Turkey’s residential property market is the seventh best performing in the world in terms of growth and investment opportunity, recording an 11.5 per cent rise in average prices during 2012.
This is according to the latest Global House Price Index by international property specialist Knight Frank, which also showed that prices in Turkey rose 4.4 per cent between Q1 and Q3 2012 and 2.21 per cent in the last quarter of the year.
Significantly, no other European country was above Turkey in the rankings, which was topped by Hong Kong, followed in descending order by China, Dubai (UAE), Colombia, Brazil and Taiwan. Turkey was also ahead of the USA, which was 10th, while the three highest scoring European countries were Russia (12th), followed by Austria (14th) and Estonia (15th).
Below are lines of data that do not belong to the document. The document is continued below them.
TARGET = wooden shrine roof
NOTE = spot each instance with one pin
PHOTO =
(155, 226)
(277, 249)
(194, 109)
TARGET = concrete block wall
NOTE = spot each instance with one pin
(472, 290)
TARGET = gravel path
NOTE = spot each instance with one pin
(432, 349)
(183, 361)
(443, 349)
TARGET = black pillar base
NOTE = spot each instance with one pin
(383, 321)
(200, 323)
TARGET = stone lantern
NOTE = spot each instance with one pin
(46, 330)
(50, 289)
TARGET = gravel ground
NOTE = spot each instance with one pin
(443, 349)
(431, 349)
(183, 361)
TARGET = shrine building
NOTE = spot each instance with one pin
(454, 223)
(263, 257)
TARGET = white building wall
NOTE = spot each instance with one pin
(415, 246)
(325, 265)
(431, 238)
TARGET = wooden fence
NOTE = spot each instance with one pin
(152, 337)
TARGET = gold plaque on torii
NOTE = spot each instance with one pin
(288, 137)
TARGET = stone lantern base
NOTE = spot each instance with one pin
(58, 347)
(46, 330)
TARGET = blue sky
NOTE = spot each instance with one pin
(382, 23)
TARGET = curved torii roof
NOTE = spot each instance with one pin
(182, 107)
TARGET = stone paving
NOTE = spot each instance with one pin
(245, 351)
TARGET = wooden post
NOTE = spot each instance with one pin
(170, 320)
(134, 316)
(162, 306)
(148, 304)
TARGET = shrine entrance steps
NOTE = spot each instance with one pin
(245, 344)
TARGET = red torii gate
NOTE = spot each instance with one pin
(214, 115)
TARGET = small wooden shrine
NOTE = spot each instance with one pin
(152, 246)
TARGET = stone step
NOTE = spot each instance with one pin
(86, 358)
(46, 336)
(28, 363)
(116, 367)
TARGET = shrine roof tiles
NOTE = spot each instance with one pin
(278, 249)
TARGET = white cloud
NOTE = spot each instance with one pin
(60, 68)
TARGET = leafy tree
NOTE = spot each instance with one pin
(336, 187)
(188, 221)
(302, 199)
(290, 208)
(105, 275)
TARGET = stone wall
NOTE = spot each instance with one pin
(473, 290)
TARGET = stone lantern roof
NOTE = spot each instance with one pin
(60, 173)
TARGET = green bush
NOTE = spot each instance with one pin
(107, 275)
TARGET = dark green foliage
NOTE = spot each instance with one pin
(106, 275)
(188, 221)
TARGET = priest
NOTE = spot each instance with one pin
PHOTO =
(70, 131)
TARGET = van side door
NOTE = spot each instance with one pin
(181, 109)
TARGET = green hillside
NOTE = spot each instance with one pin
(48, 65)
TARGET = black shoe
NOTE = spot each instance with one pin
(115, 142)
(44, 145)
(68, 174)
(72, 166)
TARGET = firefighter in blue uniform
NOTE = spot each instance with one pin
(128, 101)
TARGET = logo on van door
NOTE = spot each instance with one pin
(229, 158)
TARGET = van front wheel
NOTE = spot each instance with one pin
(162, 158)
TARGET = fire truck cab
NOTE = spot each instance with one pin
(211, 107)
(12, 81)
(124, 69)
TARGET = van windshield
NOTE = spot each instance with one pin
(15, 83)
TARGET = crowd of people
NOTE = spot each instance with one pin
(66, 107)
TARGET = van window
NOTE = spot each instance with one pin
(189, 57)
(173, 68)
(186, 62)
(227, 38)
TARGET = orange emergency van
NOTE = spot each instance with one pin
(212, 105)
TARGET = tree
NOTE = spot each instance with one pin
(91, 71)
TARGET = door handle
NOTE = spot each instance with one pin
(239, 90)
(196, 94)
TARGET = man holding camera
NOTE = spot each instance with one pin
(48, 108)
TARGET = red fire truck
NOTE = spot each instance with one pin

In fact, the Index showed Europe as the weakest-performing region, with mainstream prices there falling by 0.3 per cent on average during the last 12 months. Overall, residential property prices around the world rose by 2 per cent in the first quarter of 2013 and by 6.6 per cent over the 12-month period. The Knight Frank Index is compiled on a quarterly basis using official government statistics or central bank data where available.
Much of Turkey’s growth has been fuelled by the removal in May 2012 of a reciprocity clause that dictated who could own property in the country. This opened up its market to buyers from Asia and the Middle East, who currently are investing in large scale residential projects in Istanbul, as well as individual homes along Turkey’s pretty coastline.